Tout en écartant l'hypothèse de l'installation
de bases étrangères - françaises par exemple- sur votre territoire,
vous réclamez une aide accrue. Cet appel a-t-il été entendu ?
Au
niveau de nos forces de sécurité, nous disposons de suffisamment de
capacités humaines. Mais il faut que lesdites forces soient bien
équipées, pourvues de matériels adaptés. Des amis, notamment européens,
nous aident en la matière. Nous-mêmes consentons des efforts pour mieux
doter nos unités sur nos fonds propres.

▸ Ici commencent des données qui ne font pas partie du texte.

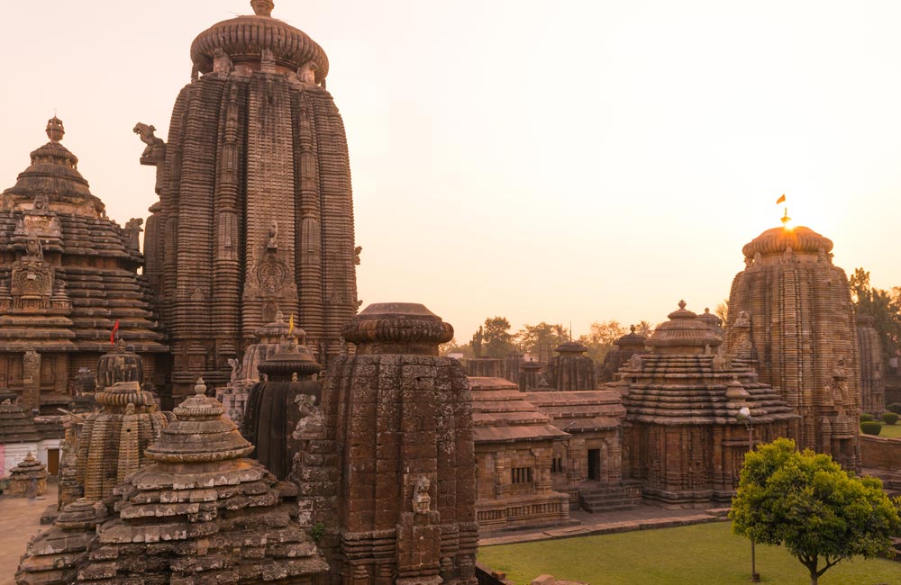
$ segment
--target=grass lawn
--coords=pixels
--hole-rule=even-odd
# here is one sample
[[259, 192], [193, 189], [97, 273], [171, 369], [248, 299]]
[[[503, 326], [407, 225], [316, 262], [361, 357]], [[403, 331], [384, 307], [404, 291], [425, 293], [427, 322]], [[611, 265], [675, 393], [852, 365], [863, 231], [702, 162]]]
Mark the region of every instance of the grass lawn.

Il s'agit de créer
progressivement un rapport de forces permettant d'assurer la sécurité de
notre pays et de nos frontières.
Ce mardi, le groupe Areva a confirmé un gel
des investissements, voire un désengagement, qui affecteront l'immense
chantier d'Imouraren. Etes-vous déçu ?
En ce qui concerne
Imouraren, il n'y a pas désengagement. Le projet est maintenu. Un
chronogramme a été établi, qui aboutira à la mise en exploitation de ce
gisement d'uranium d'ici fin 2013-début 2014. Ce projet, qui permettra
de doubler la production du Niger et d'atteindre 10000 tonnes par an,
est important pour le Niger, mais aussi pour la France. Ce que votre
opinion ignore, c'est que le nucléaire crée les conditions d'une
meilleure compétitivité de l'économie française. Cette énergie vous
garantit un kilowatt/heure 50% moins cher qu'en Italie, 70% moins cher
qu'en Belgique, mais aussi moins onéreux qu'en Allemagne. A vrai dire,
je suis d'ailleurs surpris par certaines déclarations entendues ici. Le
Niger et la France vivent une aventure commune dans ce domaine. Nous
avons instauré une relation stratégique, dont je souhaite qu'elle
continue de se renforcer dans l'intérêt bien compris des deux parties et
dans le cadre d'un partenariat gagnant-gagnant
Le 28 novembre, vous avez inauguré dans la
région de Zinder la première raffinerie pétrolière du pays. En quoi
l'événement modifie-t-il les perspectives d'avenir d'une nation aussi
pauvre que la vôtre ?
Ce jour-là, le Niger est devenu un pays
pétrolier. Le lancement de la production de cette raffinerie renforce
notre économie au point de permettre une croissance à deux chiffres,
nécessaire pour sortir du piège de la pauvreté. Le Fonds monétaire
international prévoit d'ailleurs pour 2012 un taux de 15%, ce qui n'est
pas négligeable. Selon le FMI, l'économie nigérienne figurera parmi les
plus performantes du monde dans les années à venir. Il va de soi que
l'or noir y sera pour quelque chose, tout comme le doublement de notre
production d'uranium. Pour l'instant, nous produisons 20000 barils par
jour. Un tiers du brut raffiné sur place sera consommé à l'intérieur du
pays et deux tiers seront exportés. Fin 2013, début 2014, la production
sera portée à 80000 barils/jour dont 60000 exportés via le Tchad et le
terminal camerounais de Kribi, et 20000 barils traités par la raffinerie
selon le même ratio. Ce qui va générer des ressources et des recettes
fiscales substantielles pour l'Etat, susceptibles de financer les
ambitions de mon programme électoral, à hauteur de 9 milliards d'euros
sur cinq ans. Mais nous veillerons à ce que l'or noir ne devienne pas,
comme ce fut le cas dans d'autres pays, une malédiction : il faut que ce
surcroît de revenus profite au peuple nigérien, qu'il soit investi dans
l'éducation, les infrastructures routières et énergétiques ou
l'irrigation des terres agricoles. Telle est la vocation de l' "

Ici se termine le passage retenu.